Another cold snap has hit us when we were getting used to the idea of some milder weather and the roadside flowers of spring. From Twitter and whatnot I get the impression that people not used to riding through a winter are riding their bikes and struggling a little with the cold. Morning temperatures are below freezing, it has been incredibly windy, and the day hasn’t been getting much warmer. So what are my tips?

Most of your cold weather riding kit is obvious. Wear two jersey layers. Wear a windproof jacket, and preferably one that is also waterproof. Get some nice thermoflex leg warmers or tights (thermoflex is a lovely fleece-lined Lycra if you haven’t seen it) and good winter socks. Merino wool is the fabric on the tongue of all winter cyclists these days. Sportwool too. Obvious stuff.

But there’s more. Not all base layers are created equal. Find a good, long-sleeved, warm base layer that you like (Craft do some great stuff that’s not expensive, people rave about Rapha’s but they are a bit more expensive) and wear two base layers. Maybe a short sleeved and a long sleeved layer, but wear them both. Great for warmth and breathability (is that a real word?) and they don’t add bulk. Even in the winter you’re not allowed to look Michelin man, and you don’t need to.

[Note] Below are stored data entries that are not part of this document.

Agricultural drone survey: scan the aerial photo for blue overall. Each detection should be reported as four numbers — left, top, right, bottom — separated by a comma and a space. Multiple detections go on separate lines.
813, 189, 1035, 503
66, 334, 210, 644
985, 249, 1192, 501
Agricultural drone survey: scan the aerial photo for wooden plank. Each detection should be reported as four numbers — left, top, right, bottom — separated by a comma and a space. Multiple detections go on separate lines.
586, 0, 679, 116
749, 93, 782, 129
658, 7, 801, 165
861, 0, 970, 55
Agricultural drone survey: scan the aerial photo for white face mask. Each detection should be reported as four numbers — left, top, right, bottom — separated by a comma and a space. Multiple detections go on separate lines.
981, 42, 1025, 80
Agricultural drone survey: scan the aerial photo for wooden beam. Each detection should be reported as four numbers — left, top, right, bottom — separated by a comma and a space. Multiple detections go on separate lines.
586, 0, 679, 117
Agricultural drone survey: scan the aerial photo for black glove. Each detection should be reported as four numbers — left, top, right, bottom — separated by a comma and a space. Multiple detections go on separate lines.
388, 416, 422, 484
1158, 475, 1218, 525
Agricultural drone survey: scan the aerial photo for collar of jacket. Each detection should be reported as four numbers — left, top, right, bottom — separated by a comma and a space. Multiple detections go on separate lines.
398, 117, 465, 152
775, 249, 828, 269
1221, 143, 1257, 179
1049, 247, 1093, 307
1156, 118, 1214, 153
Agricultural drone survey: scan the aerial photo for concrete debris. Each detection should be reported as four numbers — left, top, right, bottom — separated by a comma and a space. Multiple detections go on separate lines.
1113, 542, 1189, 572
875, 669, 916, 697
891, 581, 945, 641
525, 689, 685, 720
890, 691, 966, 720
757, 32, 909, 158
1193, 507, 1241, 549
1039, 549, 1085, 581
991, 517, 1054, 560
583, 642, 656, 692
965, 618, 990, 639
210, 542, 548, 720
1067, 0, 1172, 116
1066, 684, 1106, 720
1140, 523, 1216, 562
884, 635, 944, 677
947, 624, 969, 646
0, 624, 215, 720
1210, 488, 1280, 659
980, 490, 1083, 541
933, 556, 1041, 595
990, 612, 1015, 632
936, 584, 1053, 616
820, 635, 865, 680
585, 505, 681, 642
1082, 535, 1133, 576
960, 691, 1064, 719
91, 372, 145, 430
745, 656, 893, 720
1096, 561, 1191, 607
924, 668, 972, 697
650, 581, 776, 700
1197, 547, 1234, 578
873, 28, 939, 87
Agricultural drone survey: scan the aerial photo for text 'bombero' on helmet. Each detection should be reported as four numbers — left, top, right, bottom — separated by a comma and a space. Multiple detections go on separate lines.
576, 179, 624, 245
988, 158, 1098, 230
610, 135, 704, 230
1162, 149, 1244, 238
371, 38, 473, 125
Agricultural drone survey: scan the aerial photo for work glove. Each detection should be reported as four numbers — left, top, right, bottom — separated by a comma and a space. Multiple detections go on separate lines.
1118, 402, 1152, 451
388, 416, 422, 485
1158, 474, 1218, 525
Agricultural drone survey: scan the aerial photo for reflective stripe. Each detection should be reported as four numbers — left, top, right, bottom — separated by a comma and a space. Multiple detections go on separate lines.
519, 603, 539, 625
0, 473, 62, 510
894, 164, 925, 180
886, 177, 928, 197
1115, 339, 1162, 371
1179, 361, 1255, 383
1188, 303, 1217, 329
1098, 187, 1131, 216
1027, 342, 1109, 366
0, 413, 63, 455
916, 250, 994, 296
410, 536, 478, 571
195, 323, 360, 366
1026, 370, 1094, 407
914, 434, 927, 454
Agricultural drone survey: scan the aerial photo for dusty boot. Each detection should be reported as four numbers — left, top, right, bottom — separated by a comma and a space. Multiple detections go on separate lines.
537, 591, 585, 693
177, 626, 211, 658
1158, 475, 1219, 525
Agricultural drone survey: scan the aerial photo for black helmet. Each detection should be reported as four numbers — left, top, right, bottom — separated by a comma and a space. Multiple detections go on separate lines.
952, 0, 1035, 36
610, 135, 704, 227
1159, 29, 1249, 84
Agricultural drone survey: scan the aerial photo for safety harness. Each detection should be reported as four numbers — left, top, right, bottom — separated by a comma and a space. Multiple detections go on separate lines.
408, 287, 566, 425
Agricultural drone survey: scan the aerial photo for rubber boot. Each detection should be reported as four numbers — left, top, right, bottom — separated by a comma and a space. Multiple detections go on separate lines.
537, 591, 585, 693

Next: the hat. You need to cover your ears, you need to cut out the wind, but you also need a cap. What? You don’t cycle with a cap? You need caps. In the winter the peak keeps the low sun out of your eyes but far more importantly it keeps the rain off your glasses and out of your face. Some days it will even keep the stinging hail off your soft cheeks when you’re descending the Rhigos mountain like it did for me the other week and you will love it like your first born child. If you get everything else right (including mudguards) the peak of a cap often means you barely even notice that it’s raining. But how do you keep your head warm and wear a cap? You get one of these:

Even the Rapha version of this hat is not particularly expensive (£35ish I think) and for the amount of use it will get if you ride in the cold it may be the best value item you can buy. A helmet goes over the top of it just fine and you can just about push the peak up if you want tot get super low and aero and fastass descent.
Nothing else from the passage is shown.